>> Spread to różnica pomiędzy kursem kupna waluty przy wypłacie kredytu a kursem sprzedaży stosowanym przy spłacie rat.
>> – W kwietniu spready walutowe nie miały istotnego wpływu na zmianę wartości kredytów w obcych walutach. Wahania kursu złotego wpłynęły wprawdzie na zmianę wysokości spreadów w ujęciu procentowym (różnica między średnim kursem kupna i sprzedaży dla pary EUR/PLN spadła o 0,2 pkt proc., a dla USD/PLN wzrosła o 0,1 pkt proc.), jednak w ujęciu groszowym wahania średniego spreadu na trzech najważniejszych walutach (EUR, CHF i USD) nie przekroczyły wartości grosza – wylicza Sylwester Góreczny, analityk porównywarki finansowej Comperia.pl.
>> Kredytobiorcy nie muszą się obawiać negatywnego wpływu spreadów na zmianę wysokości spłacanych rat.
>> Spready walutowe od połowy ub.r. utrzymują się na stabilnym poziomie, wahając się w granicach 6 – 6,5 proc. Banki nie powinny zwiększać różnicy między ceną kupna i sprzedaży walut, gdyż już teraz jest ona wysoka.

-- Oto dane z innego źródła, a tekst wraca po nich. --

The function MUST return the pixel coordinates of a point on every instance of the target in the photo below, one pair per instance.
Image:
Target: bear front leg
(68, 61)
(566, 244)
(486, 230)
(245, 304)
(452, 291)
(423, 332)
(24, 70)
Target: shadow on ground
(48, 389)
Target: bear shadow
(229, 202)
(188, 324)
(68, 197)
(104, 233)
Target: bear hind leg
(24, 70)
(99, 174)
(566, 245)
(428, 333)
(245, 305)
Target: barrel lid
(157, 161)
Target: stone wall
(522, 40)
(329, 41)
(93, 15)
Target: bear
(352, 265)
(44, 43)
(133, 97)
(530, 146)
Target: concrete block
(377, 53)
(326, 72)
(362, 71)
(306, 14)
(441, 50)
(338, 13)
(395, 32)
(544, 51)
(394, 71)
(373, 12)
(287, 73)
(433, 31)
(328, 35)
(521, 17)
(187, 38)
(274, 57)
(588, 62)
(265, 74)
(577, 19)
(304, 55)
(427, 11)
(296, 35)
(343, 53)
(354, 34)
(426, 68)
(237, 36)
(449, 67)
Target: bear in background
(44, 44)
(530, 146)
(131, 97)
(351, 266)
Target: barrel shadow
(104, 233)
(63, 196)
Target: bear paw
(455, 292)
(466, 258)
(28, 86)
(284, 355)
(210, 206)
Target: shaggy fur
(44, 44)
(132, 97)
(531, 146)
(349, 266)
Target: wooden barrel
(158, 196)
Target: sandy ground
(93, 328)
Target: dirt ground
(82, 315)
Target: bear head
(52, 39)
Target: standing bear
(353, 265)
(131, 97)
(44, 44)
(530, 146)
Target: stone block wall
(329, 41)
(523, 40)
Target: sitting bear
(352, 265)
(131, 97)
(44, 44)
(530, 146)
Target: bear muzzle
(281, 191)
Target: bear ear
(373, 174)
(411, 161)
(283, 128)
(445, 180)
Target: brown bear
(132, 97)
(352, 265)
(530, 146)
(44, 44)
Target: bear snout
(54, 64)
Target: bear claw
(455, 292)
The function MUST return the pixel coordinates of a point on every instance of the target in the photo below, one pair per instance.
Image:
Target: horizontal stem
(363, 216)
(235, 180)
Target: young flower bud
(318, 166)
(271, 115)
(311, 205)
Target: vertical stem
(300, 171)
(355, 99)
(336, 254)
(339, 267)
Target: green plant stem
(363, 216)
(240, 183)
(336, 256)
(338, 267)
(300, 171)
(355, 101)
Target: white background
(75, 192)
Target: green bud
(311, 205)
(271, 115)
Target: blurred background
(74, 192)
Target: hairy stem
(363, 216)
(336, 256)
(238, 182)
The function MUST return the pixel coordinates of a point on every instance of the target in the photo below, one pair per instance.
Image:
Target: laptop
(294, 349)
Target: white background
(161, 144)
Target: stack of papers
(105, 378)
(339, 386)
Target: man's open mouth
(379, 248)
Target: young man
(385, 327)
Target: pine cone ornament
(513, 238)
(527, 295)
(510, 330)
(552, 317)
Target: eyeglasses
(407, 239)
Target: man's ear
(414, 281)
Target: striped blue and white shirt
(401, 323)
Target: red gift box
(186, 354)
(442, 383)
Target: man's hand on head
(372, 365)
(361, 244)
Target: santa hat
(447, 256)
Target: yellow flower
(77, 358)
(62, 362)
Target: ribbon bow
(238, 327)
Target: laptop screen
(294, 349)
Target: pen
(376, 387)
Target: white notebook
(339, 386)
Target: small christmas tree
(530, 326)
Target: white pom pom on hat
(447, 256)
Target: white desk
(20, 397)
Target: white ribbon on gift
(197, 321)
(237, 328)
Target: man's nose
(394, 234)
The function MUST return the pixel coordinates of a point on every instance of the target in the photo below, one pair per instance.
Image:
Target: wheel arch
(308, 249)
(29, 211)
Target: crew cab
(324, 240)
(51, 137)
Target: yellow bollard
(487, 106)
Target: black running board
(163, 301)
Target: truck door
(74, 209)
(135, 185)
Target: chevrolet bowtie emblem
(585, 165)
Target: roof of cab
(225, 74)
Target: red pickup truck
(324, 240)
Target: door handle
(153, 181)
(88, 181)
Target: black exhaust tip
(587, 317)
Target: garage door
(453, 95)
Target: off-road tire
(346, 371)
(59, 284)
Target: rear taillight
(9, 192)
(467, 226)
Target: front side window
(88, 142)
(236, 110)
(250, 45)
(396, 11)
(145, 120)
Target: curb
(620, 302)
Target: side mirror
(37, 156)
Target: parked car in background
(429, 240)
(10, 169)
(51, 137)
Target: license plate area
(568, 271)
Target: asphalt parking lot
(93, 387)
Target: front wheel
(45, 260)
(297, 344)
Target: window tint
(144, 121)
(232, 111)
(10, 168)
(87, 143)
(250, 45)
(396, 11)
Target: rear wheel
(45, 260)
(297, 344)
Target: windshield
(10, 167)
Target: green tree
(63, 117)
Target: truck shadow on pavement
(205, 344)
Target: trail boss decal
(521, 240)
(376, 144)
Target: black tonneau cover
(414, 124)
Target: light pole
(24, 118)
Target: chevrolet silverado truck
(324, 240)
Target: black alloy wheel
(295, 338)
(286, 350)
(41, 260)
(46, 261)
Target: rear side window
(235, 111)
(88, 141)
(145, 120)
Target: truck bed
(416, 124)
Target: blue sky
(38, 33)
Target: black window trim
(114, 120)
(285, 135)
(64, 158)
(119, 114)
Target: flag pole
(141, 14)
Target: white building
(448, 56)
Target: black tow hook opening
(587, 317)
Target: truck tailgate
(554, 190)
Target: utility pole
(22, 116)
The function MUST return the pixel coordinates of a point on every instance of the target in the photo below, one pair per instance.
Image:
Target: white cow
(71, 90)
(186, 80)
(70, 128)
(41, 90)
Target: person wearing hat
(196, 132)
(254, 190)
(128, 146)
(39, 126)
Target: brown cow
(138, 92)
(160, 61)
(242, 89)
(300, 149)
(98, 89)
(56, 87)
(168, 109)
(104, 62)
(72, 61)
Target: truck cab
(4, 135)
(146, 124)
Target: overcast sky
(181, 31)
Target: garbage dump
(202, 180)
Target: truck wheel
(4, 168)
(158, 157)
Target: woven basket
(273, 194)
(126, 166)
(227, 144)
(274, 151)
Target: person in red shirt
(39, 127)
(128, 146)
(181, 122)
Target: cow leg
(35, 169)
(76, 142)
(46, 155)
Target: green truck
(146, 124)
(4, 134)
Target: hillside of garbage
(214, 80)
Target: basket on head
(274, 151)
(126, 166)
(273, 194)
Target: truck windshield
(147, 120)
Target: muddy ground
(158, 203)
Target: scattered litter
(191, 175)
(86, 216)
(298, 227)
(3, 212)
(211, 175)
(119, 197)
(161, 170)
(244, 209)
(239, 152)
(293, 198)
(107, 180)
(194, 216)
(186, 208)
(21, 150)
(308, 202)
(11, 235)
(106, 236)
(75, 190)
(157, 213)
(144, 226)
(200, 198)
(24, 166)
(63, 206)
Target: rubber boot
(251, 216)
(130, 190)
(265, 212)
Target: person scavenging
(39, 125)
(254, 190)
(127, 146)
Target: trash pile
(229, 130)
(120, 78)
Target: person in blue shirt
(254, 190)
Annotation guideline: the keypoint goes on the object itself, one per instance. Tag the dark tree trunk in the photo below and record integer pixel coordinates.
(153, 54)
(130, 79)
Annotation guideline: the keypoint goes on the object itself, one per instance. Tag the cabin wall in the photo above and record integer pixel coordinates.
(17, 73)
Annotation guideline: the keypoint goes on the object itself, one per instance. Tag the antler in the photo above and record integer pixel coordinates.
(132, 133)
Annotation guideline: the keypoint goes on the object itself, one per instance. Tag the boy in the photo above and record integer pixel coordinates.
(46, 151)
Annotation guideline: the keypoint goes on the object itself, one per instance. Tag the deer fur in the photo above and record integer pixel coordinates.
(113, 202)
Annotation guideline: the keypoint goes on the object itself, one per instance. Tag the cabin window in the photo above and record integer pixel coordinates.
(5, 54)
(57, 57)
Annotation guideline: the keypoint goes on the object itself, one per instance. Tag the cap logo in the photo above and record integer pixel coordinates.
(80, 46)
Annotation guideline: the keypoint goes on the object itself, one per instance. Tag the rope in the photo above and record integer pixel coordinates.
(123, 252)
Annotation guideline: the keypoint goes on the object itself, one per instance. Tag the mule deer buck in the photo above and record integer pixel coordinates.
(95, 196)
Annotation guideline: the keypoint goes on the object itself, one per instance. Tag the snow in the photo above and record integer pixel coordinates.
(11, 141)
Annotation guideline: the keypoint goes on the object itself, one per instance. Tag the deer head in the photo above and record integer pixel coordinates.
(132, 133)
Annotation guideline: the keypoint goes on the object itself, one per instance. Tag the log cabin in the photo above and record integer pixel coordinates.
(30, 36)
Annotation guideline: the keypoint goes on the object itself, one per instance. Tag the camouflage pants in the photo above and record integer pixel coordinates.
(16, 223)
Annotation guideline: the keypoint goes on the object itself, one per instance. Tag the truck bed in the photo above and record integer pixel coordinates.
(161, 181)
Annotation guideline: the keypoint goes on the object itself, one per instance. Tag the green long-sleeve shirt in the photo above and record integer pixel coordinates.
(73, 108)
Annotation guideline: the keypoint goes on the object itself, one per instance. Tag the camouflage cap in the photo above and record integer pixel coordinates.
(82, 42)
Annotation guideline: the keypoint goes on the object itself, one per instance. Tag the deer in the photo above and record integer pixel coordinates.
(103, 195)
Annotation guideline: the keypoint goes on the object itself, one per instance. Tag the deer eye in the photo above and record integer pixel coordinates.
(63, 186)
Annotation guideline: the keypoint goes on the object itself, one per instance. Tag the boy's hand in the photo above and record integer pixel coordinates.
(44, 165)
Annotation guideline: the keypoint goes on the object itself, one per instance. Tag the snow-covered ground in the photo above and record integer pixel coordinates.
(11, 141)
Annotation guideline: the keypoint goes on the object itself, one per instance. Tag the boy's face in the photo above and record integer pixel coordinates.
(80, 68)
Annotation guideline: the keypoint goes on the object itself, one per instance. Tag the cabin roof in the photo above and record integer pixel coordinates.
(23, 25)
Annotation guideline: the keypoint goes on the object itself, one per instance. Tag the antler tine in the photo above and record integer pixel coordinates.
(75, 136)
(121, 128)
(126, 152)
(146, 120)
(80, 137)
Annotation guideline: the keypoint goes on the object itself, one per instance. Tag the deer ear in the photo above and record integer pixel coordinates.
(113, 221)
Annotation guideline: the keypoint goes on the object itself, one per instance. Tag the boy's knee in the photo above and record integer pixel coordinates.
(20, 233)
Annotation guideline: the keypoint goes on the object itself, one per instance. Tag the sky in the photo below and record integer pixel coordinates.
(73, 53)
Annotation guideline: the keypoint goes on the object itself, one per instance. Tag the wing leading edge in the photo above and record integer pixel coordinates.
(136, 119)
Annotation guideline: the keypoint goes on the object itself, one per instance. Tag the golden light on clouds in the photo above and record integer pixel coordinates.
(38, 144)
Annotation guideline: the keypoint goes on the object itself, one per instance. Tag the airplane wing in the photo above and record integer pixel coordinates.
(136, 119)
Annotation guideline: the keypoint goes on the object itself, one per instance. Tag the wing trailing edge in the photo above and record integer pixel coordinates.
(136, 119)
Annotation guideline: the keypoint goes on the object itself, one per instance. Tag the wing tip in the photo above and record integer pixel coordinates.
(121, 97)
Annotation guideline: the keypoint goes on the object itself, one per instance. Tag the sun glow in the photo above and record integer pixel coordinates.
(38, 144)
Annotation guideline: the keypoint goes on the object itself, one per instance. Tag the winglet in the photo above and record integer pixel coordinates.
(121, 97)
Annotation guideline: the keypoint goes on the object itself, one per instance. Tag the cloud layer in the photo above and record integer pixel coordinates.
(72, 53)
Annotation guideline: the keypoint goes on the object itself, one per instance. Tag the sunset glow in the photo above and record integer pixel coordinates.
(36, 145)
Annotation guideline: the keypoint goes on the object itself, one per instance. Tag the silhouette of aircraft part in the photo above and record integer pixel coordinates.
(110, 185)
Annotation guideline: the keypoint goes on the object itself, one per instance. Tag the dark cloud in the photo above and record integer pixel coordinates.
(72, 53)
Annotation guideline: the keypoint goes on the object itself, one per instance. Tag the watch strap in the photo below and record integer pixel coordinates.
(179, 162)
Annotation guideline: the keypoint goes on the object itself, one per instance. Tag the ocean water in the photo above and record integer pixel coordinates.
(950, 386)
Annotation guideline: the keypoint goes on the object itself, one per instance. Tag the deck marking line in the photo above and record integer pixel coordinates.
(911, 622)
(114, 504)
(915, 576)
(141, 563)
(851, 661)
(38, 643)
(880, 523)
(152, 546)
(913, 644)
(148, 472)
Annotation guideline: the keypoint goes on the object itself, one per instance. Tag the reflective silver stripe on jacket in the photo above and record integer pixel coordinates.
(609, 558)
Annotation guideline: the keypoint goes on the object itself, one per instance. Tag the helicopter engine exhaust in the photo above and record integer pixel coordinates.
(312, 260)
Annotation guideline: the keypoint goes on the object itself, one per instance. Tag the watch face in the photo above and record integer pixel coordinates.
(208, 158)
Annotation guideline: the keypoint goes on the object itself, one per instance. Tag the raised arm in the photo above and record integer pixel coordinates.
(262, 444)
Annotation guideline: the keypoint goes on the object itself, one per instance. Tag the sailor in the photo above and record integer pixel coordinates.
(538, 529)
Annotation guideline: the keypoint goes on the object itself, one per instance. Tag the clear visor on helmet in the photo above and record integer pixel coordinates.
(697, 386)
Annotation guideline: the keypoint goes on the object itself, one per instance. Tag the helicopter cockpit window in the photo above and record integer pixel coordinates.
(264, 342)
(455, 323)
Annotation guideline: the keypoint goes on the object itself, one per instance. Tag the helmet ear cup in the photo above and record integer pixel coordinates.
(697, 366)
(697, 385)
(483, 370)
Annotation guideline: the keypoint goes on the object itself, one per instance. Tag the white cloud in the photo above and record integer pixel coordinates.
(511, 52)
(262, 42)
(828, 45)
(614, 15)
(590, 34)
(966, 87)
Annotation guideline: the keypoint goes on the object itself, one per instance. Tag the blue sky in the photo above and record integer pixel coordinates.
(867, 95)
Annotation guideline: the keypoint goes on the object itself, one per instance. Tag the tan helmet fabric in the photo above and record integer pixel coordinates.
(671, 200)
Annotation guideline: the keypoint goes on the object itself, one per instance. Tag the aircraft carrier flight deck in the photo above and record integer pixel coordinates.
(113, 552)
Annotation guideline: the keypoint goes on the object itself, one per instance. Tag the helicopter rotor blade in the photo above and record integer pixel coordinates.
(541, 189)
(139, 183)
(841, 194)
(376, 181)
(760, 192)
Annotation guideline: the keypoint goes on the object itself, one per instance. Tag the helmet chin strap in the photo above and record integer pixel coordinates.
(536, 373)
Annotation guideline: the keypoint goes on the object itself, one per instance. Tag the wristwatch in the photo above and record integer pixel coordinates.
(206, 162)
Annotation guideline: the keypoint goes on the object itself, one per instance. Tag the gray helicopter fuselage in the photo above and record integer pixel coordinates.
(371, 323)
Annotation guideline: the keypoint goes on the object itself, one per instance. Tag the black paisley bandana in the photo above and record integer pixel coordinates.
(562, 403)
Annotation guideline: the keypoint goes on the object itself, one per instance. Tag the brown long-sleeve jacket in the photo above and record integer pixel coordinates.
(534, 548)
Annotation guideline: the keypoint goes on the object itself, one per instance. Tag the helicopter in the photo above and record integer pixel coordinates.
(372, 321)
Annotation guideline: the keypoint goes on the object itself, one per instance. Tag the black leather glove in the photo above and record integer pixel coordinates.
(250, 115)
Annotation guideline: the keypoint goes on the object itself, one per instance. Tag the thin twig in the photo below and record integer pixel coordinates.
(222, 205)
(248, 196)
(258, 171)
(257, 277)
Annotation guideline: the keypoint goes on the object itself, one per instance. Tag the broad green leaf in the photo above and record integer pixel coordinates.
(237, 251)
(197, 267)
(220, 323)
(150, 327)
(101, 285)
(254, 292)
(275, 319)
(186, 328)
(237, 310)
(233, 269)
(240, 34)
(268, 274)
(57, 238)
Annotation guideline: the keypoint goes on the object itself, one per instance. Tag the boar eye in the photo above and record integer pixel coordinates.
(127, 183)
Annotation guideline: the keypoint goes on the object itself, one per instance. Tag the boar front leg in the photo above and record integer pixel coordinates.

>> Jeszcze dwa lata temu średnie spready mieściły się w granicach 10 gr dla franka i dolara oraz 15 gr dla euro. Dzisiaj wynoszą odpowiednio 18 – 19 gr i 23 grosze – podaje Sylwester Góreczny. – Większym zmartwieniem spłacających kredyty walutowe powinna być tragiczna sytuacja Grecji, która może znacznie osłabić złotego szczególnie w stosunku do dolara. Deprecjacja polskiej waluty znajdzie bezpośrednie przełożenie we wzroście zadłużenia wyrażonego w zł.